El Diseño Estratégico de este proyecto no fue decorativo, fue una reprogramación total del mismo. Tomamos una estructura convencional y la sometimos a una nueva lógica de habitabilidad, priorizando la jerarquía de los espacios privados y la conexión visual con los elementos de valor (piscina y exteriores).
El diseño estratégico ignoró los límites de la distribución original para crear un esquema funcional totalmente nuevo, el cuarto principal fue proyectado como el centro de control y descanso de la vivienda, utilizando un diseño de eje visual directo, no se limita a sus muros; se expande hacia el exterior mediante un balcón-terraza privado. El diseño estratégico garantiza que, desde el punto de descanso, la vista sea ininterrumpida hacia la piscina y el jardín.

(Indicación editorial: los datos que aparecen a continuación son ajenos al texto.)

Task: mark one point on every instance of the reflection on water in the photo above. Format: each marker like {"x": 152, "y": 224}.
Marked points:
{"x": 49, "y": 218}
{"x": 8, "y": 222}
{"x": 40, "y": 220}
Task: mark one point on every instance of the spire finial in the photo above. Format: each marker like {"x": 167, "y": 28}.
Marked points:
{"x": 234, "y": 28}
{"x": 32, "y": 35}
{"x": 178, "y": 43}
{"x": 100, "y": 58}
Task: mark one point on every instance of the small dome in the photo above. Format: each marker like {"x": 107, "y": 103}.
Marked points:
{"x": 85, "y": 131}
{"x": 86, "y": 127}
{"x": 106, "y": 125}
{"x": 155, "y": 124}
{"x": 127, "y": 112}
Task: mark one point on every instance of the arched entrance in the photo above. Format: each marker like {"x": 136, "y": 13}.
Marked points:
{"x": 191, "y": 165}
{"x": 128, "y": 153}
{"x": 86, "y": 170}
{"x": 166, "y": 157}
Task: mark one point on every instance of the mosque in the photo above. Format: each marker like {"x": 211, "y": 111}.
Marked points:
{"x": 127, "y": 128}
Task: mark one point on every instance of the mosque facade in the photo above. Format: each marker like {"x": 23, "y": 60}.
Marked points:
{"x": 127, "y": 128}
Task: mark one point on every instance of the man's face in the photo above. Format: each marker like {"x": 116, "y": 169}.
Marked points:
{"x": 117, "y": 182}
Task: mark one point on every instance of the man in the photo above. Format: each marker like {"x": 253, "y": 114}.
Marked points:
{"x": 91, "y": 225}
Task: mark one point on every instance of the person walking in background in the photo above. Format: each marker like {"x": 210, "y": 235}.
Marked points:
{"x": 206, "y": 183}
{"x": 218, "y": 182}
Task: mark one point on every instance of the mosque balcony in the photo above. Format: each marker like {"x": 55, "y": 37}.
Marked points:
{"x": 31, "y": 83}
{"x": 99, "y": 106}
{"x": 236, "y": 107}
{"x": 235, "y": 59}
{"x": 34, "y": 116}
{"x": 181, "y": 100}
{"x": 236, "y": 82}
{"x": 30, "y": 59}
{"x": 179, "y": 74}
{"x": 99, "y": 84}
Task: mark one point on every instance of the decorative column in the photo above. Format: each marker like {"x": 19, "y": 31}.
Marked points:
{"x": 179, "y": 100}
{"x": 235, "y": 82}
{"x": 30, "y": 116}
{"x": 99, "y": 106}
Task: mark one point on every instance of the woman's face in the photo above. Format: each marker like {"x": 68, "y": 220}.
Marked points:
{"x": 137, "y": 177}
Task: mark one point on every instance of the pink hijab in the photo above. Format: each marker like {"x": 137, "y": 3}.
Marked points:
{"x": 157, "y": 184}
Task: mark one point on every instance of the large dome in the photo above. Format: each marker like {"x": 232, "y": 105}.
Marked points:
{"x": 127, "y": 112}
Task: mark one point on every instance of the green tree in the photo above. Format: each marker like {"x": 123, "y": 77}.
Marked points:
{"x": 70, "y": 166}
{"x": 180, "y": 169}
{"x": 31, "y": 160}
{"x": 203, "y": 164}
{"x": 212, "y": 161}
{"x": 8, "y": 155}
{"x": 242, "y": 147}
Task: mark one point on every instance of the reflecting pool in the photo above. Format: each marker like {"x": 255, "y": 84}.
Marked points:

El cierre de obra es el momento donde la ingeniería se retira para dejar que la arquitectura hable. En esta casa, los detalles finales se centraron en exaltar la escala vertical y consolidar el magnetismo de la piscina, logrando que el conjunto se perciba como una sola pieza monolítica de diseño moderno, el vacío que creamos al romper la losa se convirtió en el lienzo principal de la casa. Aplicamos acabados en tonos grises industriales que recorren toda la altura de las paredes, sin juntas visibles, para enfatizar la verticalidad. Esto hace que el ojo viaje desde el suelo hasta el techo sin interrupciones, maximizando la sensación de grandeza. La piscina se detalló para ser el ancla visual tanto del interior como del exterior.
El éxito de estos detalles reside en que todo tiene un propósito. La doble altura aporta estatus, la piscina aporta carácter, y la paleta monocromática aporta la elegancia necesaria para que la casa sea, sin duda, la propiedad más imponente de su entorno.